The ECUSA parties are due to file their respondents' brief by February 27. What will they argue? They first will contend that the Texas Supreme Court should follow its 1909 holding in Brown v. Clark, and defer to its demands because it is "hierarchical." The only problem is that the national Church is no more hierarchical with respect to its member dioceses than the United Nations is "hierarchical" with respect to its member nations. All of the case law thus far about the "hierarchical" character of the Episcopal Church (USA) developed out of disputes between dioceses and their parishes, or between bishops and their clergy. What is characteristic of those relationships is not characteristic of the relations among dioceses themselves.
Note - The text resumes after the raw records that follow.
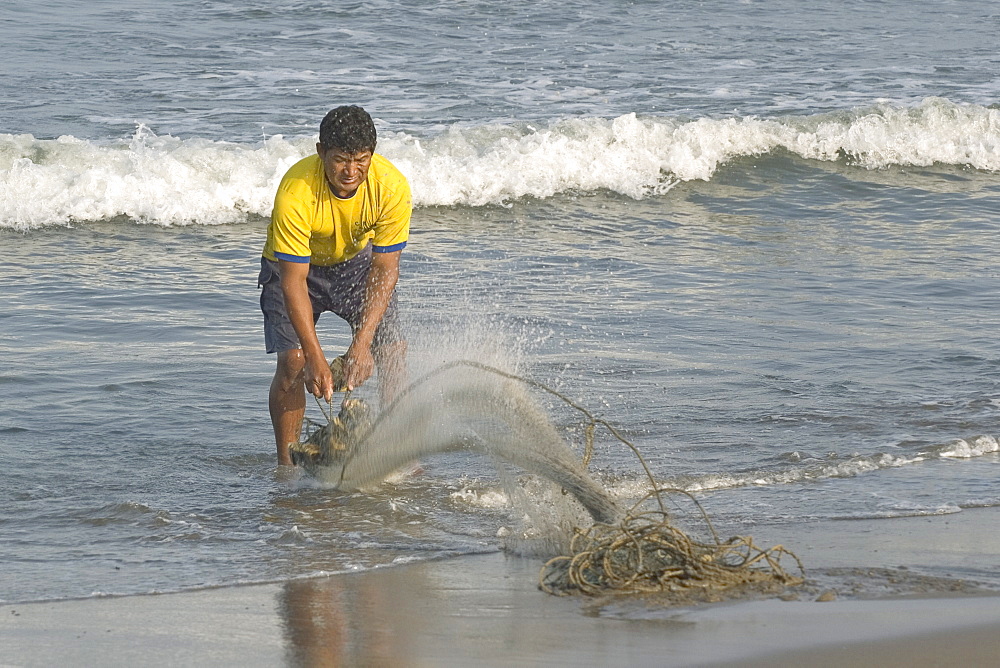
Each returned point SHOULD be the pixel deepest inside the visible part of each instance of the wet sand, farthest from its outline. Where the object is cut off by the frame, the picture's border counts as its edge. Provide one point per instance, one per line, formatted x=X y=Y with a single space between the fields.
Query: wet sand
x=487 y=609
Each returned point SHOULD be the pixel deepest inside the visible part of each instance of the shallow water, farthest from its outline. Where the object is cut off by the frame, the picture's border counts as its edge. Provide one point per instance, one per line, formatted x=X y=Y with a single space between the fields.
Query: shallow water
x=777 y=277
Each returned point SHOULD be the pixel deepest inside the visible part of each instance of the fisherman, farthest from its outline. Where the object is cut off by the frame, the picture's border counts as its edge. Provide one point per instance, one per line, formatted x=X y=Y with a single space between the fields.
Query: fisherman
x=340 y=222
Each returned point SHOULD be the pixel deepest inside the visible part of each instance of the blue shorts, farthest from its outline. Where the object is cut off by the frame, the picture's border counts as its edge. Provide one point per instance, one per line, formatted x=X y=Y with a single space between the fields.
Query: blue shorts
x=339 y=288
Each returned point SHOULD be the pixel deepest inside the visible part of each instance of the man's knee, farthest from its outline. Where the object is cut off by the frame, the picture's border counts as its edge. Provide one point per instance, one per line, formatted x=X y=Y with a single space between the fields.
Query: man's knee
x=289 y=369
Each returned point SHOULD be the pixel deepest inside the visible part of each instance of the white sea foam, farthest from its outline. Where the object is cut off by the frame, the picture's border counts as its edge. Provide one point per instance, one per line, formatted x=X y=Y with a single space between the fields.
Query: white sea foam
x=978 y=446
x=171 y=181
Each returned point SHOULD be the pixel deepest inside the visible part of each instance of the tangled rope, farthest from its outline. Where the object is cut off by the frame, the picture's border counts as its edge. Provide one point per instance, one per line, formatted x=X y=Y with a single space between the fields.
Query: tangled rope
x=645 y=551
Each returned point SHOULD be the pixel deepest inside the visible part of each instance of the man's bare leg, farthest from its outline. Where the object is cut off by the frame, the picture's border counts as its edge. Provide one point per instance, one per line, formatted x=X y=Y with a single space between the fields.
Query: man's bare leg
x=287 y=401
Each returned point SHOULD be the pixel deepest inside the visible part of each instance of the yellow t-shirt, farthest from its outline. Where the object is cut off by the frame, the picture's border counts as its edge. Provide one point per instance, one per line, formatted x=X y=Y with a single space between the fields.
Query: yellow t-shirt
x=310 y=224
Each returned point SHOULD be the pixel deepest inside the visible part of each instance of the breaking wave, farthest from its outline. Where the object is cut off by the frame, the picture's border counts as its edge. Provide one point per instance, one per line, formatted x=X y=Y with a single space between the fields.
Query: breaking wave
x=170 y=181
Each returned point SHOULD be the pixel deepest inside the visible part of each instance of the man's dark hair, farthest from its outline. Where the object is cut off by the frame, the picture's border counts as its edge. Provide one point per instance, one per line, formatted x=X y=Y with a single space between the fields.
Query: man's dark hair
x=349 y=129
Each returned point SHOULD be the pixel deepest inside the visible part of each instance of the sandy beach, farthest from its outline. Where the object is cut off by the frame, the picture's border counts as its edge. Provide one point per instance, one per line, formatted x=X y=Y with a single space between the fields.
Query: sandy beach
x=487 y=609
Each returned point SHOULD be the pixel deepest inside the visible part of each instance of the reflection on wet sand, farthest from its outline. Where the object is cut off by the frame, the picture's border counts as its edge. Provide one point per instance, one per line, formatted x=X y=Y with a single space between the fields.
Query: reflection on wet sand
x=347 y=620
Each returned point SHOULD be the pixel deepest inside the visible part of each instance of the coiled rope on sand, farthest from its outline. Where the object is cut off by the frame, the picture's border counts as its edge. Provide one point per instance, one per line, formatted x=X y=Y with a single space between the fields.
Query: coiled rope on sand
x=644 y=552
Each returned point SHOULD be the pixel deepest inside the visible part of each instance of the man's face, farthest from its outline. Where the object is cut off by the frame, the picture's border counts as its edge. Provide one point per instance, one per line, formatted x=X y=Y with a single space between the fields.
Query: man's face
x=345 y=171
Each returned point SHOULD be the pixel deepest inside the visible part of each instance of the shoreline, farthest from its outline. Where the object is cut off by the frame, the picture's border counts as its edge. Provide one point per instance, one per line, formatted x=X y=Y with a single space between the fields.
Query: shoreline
x=488 y=609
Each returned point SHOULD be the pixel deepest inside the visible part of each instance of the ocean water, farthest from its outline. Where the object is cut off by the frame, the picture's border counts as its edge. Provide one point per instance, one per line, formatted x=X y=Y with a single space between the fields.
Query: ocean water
x=758 y=237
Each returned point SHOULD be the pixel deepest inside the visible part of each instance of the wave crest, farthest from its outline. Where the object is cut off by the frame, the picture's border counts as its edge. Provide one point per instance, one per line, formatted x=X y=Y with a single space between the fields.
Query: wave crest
x=170 y=181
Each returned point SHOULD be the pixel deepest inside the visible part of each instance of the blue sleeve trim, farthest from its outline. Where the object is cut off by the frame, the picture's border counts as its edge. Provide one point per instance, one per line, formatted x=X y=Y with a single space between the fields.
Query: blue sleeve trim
x=301 y=259
x=389 y=249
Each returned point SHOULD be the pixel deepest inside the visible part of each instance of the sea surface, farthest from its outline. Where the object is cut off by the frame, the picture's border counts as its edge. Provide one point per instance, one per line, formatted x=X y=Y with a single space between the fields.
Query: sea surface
x=759 y=237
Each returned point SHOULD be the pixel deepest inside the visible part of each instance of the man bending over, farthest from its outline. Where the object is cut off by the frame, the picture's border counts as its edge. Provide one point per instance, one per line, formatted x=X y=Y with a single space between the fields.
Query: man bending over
x=341 y=219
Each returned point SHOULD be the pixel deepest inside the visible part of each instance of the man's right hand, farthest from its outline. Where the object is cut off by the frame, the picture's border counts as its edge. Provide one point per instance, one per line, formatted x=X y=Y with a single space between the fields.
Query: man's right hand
x=319 y=379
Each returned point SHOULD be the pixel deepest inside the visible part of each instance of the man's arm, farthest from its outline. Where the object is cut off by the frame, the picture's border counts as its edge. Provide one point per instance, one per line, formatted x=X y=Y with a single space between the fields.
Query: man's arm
x=319 y=380
x=382 y=279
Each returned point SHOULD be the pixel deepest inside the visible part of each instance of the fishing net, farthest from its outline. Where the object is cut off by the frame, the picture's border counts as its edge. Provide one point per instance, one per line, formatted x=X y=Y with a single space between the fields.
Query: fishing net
x=641 y=550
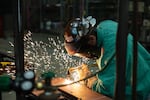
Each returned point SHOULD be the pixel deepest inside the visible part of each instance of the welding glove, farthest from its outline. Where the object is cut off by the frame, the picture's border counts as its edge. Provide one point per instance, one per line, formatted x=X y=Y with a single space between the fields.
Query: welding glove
x=90 y=81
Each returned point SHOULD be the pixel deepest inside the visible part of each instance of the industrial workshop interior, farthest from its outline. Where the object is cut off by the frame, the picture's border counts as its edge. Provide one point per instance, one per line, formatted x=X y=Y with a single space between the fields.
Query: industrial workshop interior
x=35 y=64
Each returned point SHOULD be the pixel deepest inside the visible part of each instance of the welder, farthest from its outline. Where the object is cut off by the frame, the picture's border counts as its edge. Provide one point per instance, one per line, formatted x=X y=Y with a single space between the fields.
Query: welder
x=83 y=37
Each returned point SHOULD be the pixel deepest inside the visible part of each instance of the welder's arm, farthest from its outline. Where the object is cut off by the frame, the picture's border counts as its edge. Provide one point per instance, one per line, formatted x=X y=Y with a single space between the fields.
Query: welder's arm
x=91 y=81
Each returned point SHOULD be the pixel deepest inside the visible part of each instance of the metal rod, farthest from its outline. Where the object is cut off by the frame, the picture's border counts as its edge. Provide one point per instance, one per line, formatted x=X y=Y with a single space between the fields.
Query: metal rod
x=18 y=43
x=121 y=46
x=135 y=54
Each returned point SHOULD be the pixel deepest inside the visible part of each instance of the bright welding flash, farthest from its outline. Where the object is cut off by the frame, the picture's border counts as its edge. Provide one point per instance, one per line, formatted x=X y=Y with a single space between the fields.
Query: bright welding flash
x=75 y=76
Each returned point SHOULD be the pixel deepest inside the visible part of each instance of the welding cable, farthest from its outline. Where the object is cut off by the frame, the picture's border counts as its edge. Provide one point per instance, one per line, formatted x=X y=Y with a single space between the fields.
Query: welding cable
x=92 y=75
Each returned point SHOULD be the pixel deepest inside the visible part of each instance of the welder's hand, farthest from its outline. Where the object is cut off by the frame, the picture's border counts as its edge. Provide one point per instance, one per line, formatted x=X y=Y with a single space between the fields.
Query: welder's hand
x=91 y=81
x=58 y=81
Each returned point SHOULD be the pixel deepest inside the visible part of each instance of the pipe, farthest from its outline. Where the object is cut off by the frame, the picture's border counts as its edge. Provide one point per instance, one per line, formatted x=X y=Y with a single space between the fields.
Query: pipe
x=121 y=46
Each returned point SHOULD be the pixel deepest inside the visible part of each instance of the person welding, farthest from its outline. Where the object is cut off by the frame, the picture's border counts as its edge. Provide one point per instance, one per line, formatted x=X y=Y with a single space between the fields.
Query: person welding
x=83 y=37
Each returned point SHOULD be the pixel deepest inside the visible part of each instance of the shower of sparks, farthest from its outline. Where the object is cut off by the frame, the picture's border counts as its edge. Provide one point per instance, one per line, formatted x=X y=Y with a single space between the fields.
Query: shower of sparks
x=43 y=57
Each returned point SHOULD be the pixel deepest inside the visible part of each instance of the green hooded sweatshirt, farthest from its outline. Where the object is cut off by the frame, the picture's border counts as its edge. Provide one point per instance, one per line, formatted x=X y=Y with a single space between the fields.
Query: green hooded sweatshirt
x=106 y=32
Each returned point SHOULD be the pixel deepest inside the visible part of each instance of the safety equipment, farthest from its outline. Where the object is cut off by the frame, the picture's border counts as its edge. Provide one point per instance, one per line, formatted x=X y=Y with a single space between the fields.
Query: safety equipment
x=78 y=28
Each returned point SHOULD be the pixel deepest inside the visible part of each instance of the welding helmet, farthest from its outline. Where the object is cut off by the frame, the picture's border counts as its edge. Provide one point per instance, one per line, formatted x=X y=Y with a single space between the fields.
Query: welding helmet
x=76 y=37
If, instead, ECUSA tries to argue "neutral principles," it will be a non-starter. Long ago, in oral argument before Judge Chupp at the outset of the case, ECUSA's attorney made (as he had to) a huge concession (bold emphasis added):
THE COURT [Judge Chupp]: Yeah, but, I mean, you're still talking about a body that voted to do something, and they voted something that you didn't like. And what I've got to figure out is, I guess, did they have the -- obviously, they have the authority to do that. They can vote and do what they want to do, that group of people. I -- well, I say that, I don't see where it says they can't.
MR. NELSON: . . . And you're absolutely right, there isn't anything in there that says that specifically, nevertheless, the Courts have held that they cannot leave.That last bit about the courts' rulings "that they cannot leave" was referring, as noted, to parishes, not dioceses. There is not a single adjudicated case on the books yet which reads ECUSA's Constitution to provide that member Dioceses may not withdraw from the Church -- just as the southern Dioceses did after the start of the Civil War. ECUSA's Constitution is utterly silent on the point, and it would contradict the nature of a voluntary association to read it otherwise.
Once ECUSA files its brief, Bishop Iker's diocese will file its reply by March 13, and then -- probably in the fall, but perhaps earlier, the Court will hear oral arguments from the parties. Look for a final and definitive decision from the Court by the end of this year.